Introduction

Detecting change, particularly in facial expression, is fundamental for perception. Adaptation to the prevailing level of any attribute – which leads to negative aftereffects – is thought to be a core mechanism for optimizing sensitivity to change1,2. Adaptation has been observed both for basic visual attributes, such as motion3 and orientation4 and also for more complex representations, such as numerosity5 and faces6,7,8.

On the other hand, in a constant but noisy environment, the system can profit by integrating successive views of images, which would produce positive rather than negative serial dependencies. Positive serial dependencies between successive images have been observed for some time. Repetition priming is a well known effect in perception of faces9 and many other attributes10,11,12,13. More recently, serial dependencies have been measured more directly, showing that the current image is often biased towards the previous, in orientation14, numerosity15 facial identity16 and, most recently, pulchritude17.

What determines whether assimilation or contrastive effects prevail and how do the two opposing mechanisms interact? One factor is certainly stimulus conditions: strong, salient, high-contrast, long-duration stimuli tend to lead to negative aftereffects, while brief, less salient low-contrast stimuli lead to positive aftereffects18,19,20. But do they also depend on the type of information being encoded? For example, attributes that tend to be stable over time may be more prone to integration, while for changeable attributes, the system may gain more from contrastive adaptation to maximize sensitivity to change, especially if the change is functionally important. We tested this idea with perception of human faces, investigating, at the same time, perception of gender and expression. Gender is a stable attribute, which should not change with successive viewings and should integrate. Expressions, on the other hand, are changeable, typically lasting between 0.5 and 4 seconds21 and important information is conveyed in the change. Although integration could be important for expression, it is also essential to differentiate successive images, to maximize the detection of change.

Results

With morphing techniques, we created a 5 × 5 two-dimensional gender/expression space from four different pairs of identities, one male and one female, each with a happy or sad expression. The stimuli varied smoothly from male to female along one dimension and happy to sad along the other (see example in Fig. 1). The stimuli were presented in pseudo-random order to nine subjects, who responded on each trial “male” or “female” and also “happy” or “sad”.

Figure 1
figure 1

A representation of the 5 × 5 face-space produced from a single stimulus identity pair.

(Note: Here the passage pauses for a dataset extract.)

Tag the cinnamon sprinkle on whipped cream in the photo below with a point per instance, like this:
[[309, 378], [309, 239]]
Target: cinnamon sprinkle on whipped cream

The stimuli vary in expression (rows) and gender (columns). Note these stimuli are illustrative examples prepared for publication: the female/male stimulus pairs used in the experiment were taken from the NimStim imagebase.

Figure 2A,B show the average results as a function of morph strength of the current trial, separately for gender and expression. Responses for both attributes varied smoothly with morph-strength and were well fit with a cumulative Gaussian function (black curves). The other symbols and their fitted psychometric functions show results binned according to the morph-strength of the previous trial. It is apparent the curves are systematically displaced in both cases. However, the direction of the displacement was opposite for the two attributes: for gender they shift towards the previous stimulus (see legend); for expression they shift in the opposite direction.

Figure 2
figure 2

Serial dependencies in judging gender and expression.

(A) Psychometric functions for judging gender as a function of morph strength. Open black circles with black psychometric function show average data, coloured squares data divided according to the morph-strength of the previous trial (orange 1; green 0.75; red 0.5; blue 0.25; magenta 0). The responses were fitted with cumulative Gaussian functions (colour-coded). The standard deviation of the fit to the average data was 0.32. (B) Psychometric functions for judging expression as a function of morph strength. The standard deviation of the fit to the average data was 0.15. Conventions as for A. (C) Psychometric functions for judging expression as a function of morph strength, using stimuli sampled at half-scale: the 0 and 1 strengths were the same as 0.25 and 0.75 in B. The standard deviation of the fit to the average data was 0.26. Conventions as for A. (D) Same data as A, plotted as percept response “female” as a function of morph-strength of previous trial, for five different morph-strengths of the current stimulus (from top to: orange 1; green 0.75; red 0.5; blue 0.25; magenta 0). Data are plotted on a probit scale, expressed as “percent female” on the left ordinate and equivalent morph strength on the right (z-scores times the standard deviation the psychometric functions). The lines passing through the data show the best fitting regressions, yielding the following slopes: 0.32, 0.31, 0.57, 0.42 and 0.27. Calculations of weights were made from the curve measured at 0.5 morph-strength (red symbols and line), using eqn. 5. (E) Same data as B, plotted as percept response “sad” as a function of morph-strength of previous trial. All other details as for D. The slopes of the best-fitting regressions were, for current morph-strengths ranging from 1 to 0 were: 0.04, −0.03, −0.16, +0.005 and +0.05. (F) Same data as C, plotted as percept response “sad” as a function of morph-strength of previous trial. All other details as for D. The slopes of the best-fitting regressions were: −0.03, −0.07, −0.08, −0.07 and +0.01.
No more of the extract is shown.